Just imagine bin Laden having been at large this long in President Al Gore’s administration. In fact, it’s impossible to imagine, because President Gore, under such circumstances, wouldn’t have lasted this long. You probably didn’t know, until you read this column, the number of days bin Laden has been at large. But I assure you that if Gore had been president, you and every American would have known, because the right would have seen to it that you knew, asking every day, “Where’s Osama?” If Gore hadn’t been impeached, it’s doubtful he’d have survived a re-election campaign, with Americans aghast at how weak and immoral a president had to be to permit those 2,700 deaths to go unavenged this long.

To be sure, the difference is partly a Democratic failure -- they’re afraid of the right-wing noise machine, pure and simple. That’s a failure of nerve, and it’s an appalling one.

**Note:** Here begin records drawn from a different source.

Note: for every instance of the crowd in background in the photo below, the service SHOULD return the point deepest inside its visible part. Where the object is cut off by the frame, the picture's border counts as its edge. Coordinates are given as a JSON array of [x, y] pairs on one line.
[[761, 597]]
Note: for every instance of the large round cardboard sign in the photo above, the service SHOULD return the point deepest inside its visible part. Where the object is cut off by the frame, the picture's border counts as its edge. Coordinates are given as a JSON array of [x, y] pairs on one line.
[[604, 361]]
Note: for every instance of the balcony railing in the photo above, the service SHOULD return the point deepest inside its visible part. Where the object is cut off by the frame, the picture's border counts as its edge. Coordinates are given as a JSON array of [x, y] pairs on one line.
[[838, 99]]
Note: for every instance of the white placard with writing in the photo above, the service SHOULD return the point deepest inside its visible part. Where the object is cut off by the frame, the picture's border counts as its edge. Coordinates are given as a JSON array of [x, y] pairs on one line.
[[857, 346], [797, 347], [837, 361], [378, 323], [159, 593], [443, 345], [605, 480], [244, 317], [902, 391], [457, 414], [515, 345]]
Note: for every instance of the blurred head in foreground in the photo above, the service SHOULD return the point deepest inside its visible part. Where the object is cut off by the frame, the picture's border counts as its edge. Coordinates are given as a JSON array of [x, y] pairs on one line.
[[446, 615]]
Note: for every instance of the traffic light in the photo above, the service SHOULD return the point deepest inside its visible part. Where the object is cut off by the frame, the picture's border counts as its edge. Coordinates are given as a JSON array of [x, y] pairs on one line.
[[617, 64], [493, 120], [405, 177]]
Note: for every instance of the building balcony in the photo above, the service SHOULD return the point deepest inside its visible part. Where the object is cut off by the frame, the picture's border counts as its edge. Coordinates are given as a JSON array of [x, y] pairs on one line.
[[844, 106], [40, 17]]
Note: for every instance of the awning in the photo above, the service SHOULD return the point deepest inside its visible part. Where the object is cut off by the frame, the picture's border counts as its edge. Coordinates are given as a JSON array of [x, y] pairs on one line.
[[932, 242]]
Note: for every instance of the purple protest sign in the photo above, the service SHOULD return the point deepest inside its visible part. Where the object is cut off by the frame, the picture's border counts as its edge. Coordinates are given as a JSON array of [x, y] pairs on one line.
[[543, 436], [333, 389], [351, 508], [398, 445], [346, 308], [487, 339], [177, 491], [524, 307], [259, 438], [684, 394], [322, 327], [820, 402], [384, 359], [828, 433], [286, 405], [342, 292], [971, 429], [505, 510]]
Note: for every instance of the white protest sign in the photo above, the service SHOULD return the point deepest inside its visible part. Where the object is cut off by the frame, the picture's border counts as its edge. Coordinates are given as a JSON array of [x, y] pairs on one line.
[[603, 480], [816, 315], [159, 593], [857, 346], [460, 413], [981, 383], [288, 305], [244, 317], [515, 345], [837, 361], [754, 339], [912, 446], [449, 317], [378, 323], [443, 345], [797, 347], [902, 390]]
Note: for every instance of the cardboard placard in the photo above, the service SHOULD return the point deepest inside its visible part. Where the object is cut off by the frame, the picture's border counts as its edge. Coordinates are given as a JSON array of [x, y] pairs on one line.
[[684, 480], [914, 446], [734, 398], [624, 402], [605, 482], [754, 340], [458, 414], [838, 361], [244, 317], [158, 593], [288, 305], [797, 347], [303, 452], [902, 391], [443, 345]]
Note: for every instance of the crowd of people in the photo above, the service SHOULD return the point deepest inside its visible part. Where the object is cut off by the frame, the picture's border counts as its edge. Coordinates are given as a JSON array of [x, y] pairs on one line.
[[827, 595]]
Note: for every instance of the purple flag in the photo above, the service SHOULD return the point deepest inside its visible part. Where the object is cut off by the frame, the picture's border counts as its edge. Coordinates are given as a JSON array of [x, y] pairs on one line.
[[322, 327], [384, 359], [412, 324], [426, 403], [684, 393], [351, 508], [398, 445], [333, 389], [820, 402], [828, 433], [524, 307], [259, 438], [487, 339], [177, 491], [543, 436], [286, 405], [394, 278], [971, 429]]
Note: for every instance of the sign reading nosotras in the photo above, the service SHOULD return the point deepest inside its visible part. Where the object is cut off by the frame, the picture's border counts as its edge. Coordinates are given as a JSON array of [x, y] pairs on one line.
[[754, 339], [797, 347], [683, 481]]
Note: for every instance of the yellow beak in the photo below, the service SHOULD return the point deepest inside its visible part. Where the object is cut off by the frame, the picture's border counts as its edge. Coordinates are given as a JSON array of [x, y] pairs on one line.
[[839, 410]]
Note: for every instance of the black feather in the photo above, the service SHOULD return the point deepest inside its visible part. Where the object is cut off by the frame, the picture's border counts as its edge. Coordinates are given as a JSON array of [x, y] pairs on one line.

But the moral failure belongs to Bush and his subordinates and their amen chorus of slatternly propagandists and so-called intellectuals, who made great political advantage of 9-11 but spit on the grieving families by pretending that there is no imperative in seeing justice done for their losses. They may be able to control the dialogue, but they can’t control the facts -- and the facts condemn them all.
Let's remember this come 9/11/2005. Thanks, Michael Tomasky, for keeping the light shining on this obvious and sobering truth.

1 comment:

Schroeder said...

In the three years since 9-11, the Administration has yet to arrive at a clear definition of the enemy or the aim in the War on Terrorism; to date, American policy has combined ambitious public statements with ambiguity on critical particulars. Heretofore, the costs of pursuing such ambitious but ill-defined goals have been high but tolerable. The ongoing insurgency in Iraq, however, is increasing the costs of grand strategic ambiguity to the point where fundamental choices can no longer be deferred.

From an Army War College paper published earlier this year.

So it isn't just crybaby liberals and mothers who lost sons complaining about the failure of this president to vindicate in a measured and directed way the murders of 9/11.